Why this car could win: This team won the LMP2 Endurance Cup championship the previous two seasons. Keating won the WEC GTE Am title last year. Keating took pole position by 1.210 seconds over the #35 TDS Racing entry. Lapierre has been one of the best drivers in LMP2 competition while Chatin has also been successful at this level. Quinn swept his only weekend in U.S. F2000 in 2022 on the IMS road course.

Why this car will not win: Quinn is new to sports car racing and there are strong entries in this class. One slip and it cost the team victory.

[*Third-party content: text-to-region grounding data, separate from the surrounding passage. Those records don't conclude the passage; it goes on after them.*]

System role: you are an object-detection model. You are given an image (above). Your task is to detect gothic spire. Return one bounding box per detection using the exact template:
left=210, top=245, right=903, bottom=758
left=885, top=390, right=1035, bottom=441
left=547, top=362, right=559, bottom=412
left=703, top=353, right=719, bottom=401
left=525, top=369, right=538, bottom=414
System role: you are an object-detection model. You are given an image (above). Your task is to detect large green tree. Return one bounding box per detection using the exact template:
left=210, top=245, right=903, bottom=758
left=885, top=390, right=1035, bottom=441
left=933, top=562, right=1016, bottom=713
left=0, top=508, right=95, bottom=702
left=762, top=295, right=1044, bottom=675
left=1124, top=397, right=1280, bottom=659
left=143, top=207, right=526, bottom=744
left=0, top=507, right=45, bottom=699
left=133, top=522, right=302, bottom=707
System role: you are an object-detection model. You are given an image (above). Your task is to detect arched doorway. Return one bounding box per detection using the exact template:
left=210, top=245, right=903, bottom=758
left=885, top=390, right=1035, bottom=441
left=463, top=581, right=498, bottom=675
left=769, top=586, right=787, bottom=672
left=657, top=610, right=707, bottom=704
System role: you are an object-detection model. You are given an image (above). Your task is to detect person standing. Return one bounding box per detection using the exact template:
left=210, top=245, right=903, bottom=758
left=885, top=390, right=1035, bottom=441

Also, Keating's only Daytona victory was in GTD in 2015. 

What to expect for the full season: Keating will only be running the endurance races as he will also defend his WEC crown with a Corvette this year. Chatin will run the full season and the other sprint round drivers is still unconfirmed, but Patrick Kelly, 2020 LMP2 champion, is expected to be the driver. Chatin and Kelly can win races, which mean Chatin could win this championship. 

#55 Proton Competition Oreca-Gibson
Drivers: Gianmaria Bruni, James Allen, Fred Poordad, Francesco Pizzi

Why this car could win: Bruni has been great in sports car racing, albeit almost exclusively in GT competition. Allen has won in LMP2 in ELMS competition. Pizzi is coming from single seaters and Poordad has run in GT World Challenge America.

Why this car will not win: It was the slowest car in LMP2 and this is the most inexplicable lineup at Daytona. How did these four drivers come together?

What to expect for the full season: Proton hopes to get a Porsche 963 to run in GTP. 

#88 AF Corse Oreca-LMP2
Drivers: Julien Canal, Nicklas Nielsen, François Perrodo, Matthieu Vaxivière

Why this car could win: This team has a lot of time together between WEC and ELMS competition. It has won championships in GTE Am competition. Last year, in LMP2, it was the top pro-am team in WEC and this best pro-am team in ELMS. Canal twice took the WEC LMP2 crown. This car was fourth in qualifying. Nielsen will be a Ferrari Hypercar driver this season.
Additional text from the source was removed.